Emotion Frameworks
Different thinkers have proposed different ways to organize emotions — what counts as primary, how feelings combine, what role the body plays, how culture shapes expression. This page is a hub: a brief framing of each framework with pointers to the deeper pages where the work is described in full.
For individual word definitions, see the Lexicon.
Classical Frameworks
Plutchik's Wheel of Emotions
Robert Plutchik (1980). Eight primary emotions arranged as opposing pairs (joy/sadness, trust/disgust, fear/anger, surprise/anticipation), with intensities and combinations forming complex emotions. The wheel is one of the most widely used vocabulary-building tools for emotional awareness work.
→ Full treatment, intensity levels, and applications: Robert Plutchik
Ekman's Basic Emotions
Paul Ekman (1972). Six universal emotions — happiness, sadness, anger, fear, surprise, disgust — claimed to be biologically determined and recognized across cultures via distinct facial expressions. Ekman also developed the Facial Action Coding System (FACS).
→ Full treatment, FACS details, and applications: Paul Ekman
Historical Perspectives
Spinoza's Three Primary Affects
Baruch Spinoza (1677), Ethics. Three primary affects from which all emotions derive:
- Joy (Laetitia) — increase in perfection / power
- Sadness (Tristitia) — decrease in perfection / power
- Desire (Cupiditas) — the striving force of existence
Key insight: Emotions are modifications of these three basic affects, influenced by our ideas and understanding. Spinoza's monistic, geometric treatment of emotion was a foundational text for later affect theory.
Source: Stanford Encyclopedia of Philosophy — Spinoza
"An emotion can only be controlled or destroyed by another emotion contrary thereto, and with more power for controlling emotion." — Baruch Spinoza
Darwin's Expression of Emotions
Charles Darwin (1872), The Expression of the Emotions in Man and Animals. Argued that emotional expressions evolved from functional behaviors and are shared across species. Three core principles:
- Serviceable Associated Habits — expressions that once served a survival function
- Antithesis — opposite expressions for opposite emotions
- Direct Action of Nervous System — involuntary expressions arising from nervous excitement
Key insight: Emotional expressions have evolutionary history, not arbitrary cultural origins.
Source: The Expression of the Emotions in Man and Animals (Project Gutenberg)
"The movements of expression in the face and body are in themselves of much importance for our welfare." — Charles Darwin
Contemporary Models
Wilcox's Feeling Wheel
Gloria Wilcox (1982).

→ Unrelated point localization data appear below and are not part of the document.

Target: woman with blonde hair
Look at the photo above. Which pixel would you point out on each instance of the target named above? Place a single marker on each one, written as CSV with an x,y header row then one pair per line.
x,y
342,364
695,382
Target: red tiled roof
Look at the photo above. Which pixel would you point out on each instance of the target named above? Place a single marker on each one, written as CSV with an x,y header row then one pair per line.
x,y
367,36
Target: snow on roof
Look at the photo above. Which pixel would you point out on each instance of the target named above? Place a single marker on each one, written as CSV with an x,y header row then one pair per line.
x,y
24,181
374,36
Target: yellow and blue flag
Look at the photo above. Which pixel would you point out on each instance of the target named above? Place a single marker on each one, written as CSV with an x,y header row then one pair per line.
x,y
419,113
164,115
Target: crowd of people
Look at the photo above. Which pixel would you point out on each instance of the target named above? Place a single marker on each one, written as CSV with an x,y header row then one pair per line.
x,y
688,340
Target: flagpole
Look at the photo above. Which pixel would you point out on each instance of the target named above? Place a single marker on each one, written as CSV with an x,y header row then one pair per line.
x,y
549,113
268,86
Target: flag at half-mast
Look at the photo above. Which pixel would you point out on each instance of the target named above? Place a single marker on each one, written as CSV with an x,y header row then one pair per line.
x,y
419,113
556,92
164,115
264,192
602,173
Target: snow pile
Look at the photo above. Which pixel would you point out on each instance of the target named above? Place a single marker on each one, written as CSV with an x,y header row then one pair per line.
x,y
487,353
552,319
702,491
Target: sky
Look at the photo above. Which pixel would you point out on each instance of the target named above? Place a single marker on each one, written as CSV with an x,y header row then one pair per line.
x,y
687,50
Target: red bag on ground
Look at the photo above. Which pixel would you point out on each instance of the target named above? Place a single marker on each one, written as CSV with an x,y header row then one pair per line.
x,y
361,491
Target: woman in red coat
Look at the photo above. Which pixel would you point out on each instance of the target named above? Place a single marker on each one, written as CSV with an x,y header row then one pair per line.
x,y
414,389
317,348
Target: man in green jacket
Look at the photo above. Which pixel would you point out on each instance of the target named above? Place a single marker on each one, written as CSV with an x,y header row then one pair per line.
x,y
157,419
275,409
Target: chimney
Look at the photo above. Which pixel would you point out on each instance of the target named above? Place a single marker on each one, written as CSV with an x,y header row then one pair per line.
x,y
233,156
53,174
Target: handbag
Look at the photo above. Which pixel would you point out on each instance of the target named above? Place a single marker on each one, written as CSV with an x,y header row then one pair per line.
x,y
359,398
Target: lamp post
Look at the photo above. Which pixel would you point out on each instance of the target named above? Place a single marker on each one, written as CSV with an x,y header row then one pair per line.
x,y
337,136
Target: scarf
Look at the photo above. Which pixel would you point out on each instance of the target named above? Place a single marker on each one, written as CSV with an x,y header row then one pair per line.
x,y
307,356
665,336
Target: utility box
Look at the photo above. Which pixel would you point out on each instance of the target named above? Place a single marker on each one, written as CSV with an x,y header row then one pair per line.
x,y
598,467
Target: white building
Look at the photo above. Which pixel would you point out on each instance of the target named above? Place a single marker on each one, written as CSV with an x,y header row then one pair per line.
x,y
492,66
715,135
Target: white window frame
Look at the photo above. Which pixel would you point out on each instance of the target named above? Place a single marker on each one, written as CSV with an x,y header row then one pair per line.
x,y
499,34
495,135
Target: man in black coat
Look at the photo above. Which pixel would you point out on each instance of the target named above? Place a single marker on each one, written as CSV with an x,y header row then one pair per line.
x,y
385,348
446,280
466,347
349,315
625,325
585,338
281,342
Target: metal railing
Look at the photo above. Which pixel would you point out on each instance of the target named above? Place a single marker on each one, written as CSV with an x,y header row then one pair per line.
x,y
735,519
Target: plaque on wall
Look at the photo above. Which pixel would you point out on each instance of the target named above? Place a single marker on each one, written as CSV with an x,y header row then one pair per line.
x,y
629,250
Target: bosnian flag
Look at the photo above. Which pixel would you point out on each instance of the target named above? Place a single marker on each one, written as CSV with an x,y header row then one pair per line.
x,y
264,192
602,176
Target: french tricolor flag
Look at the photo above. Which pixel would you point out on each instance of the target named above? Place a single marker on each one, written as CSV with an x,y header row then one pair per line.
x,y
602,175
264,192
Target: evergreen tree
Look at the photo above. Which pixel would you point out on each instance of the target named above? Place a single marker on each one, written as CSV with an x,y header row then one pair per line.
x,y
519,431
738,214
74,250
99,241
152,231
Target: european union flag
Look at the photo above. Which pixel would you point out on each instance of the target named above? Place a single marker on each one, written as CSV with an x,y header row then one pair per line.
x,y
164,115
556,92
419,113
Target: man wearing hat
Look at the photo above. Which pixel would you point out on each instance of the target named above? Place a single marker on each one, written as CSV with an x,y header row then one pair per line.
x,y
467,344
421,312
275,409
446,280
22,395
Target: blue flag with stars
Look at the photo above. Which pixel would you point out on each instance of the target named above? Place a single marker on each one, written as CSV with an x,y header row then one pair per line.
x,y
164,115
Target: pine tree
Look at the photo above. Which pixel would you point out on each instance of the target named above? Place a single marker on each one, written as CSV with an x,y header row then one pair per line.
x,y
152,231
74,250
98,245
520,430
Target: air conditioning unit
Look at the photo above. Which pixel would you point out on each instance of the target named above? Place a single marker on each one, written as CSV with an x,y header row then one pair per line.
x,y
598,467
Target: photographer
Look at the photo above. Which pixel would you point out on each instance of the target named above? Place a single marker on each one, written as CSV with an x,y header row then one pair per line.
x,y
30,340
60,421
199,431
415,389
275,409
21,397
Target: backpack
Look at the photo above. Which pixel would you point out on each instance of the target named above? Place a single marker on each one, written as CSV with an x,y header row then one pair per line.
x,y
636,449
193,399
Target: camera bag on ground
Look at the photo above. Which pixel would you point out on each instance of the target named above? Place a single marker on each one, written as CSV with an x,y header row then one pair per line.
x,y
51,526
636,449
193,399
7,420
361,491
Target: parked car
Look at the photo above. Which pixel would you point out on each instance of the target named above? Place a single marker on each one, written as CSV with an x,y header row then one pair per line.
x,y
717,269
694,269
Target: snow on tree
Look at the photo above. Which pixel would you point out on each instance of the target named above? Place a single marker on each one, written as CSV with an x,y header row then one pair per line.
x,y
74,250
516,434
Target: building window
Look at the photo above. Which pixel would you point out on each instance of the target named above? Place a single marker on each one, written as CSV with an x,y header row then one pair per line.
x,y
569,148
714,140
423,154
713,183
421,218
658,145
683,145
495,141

A vocabulary tool with six core emotions at the center expanding outward through secondary and tertiary feelings. One of the most influential clinical tools for emotional granularity work.
→ Full treatment, branches, and applications: Gloria Wilcox
Brené Brown's Vulnerability and Shame Research
Brené Brown (2010s onward). A vulnerability-based approach to emotional resilience, drawing on grounded-theory qualitative research with thousands of interview participants. Core concepts:
- Vulnerability — uncertainty, risk, and emotional exposure
- Shame Resilience — the ability to recognize and move through shame
- Emotional Granularity — distinguishing between similar emotions
- Empathy vs. Sympathy — connection vs. disconnection in response to pain
Key insight: Vulnerability is the birthplace of courage, creativity, and change.
Source: Brené Brown Research
"Vulnerability is not winning or losing; it's having the courage to show up and be seen when we have no control over the outcome." — Brené Brown
Damasio's Somatic Marker Hypothesis
Antonio Damasio (1994), Descartes' Error. Body-emotion-decision connection through "somatic markers" — bodily signals that flag options as desirable or aversive before deliberate reasoning catches up. Core concepts:
- Somatic Markers — bodily signals that guide decision-making
- Interoception — awareness of internal bodily signals
- Emotion-Reason Integration — emotions as essential to rational thought
- Feeling vs. Emotion — bodily emotion (unconscious) vs. conscious feeling
Key insight: Emotions are not obstacles to reason but essential to it. Damasio's hypothesis is particularly relevant to alexithymia, where weak interoceptive access leaves decision-making partly stranded.
Source: Damasio's lab and writings via USC Brain and Creativity Institute
"We are not thinking machines that feel; rather, we are feeling machines that think." — Antonio Damasio
How these frameworks relate
These models are not mutually exclusive; they answer different questions. Ekman and Plutchik ask which emotions are primary. Wilcox and Brown ask how do we name and live with emotions in everyday life. Spinoza and Darwin ask what are emotions, fundamentally. Damasio asks how do emotions interact with thought and decision.
For people with alexithymia, the practical entry point is usually Wilcox's Feeling Wheel (because it gives you words) and Damasio's somatic markers (because it validates the body-first experience that alexithymia often produces). The classical frameworks (Plutchik, Ekman) are useful once a baseline vocabulary is in place.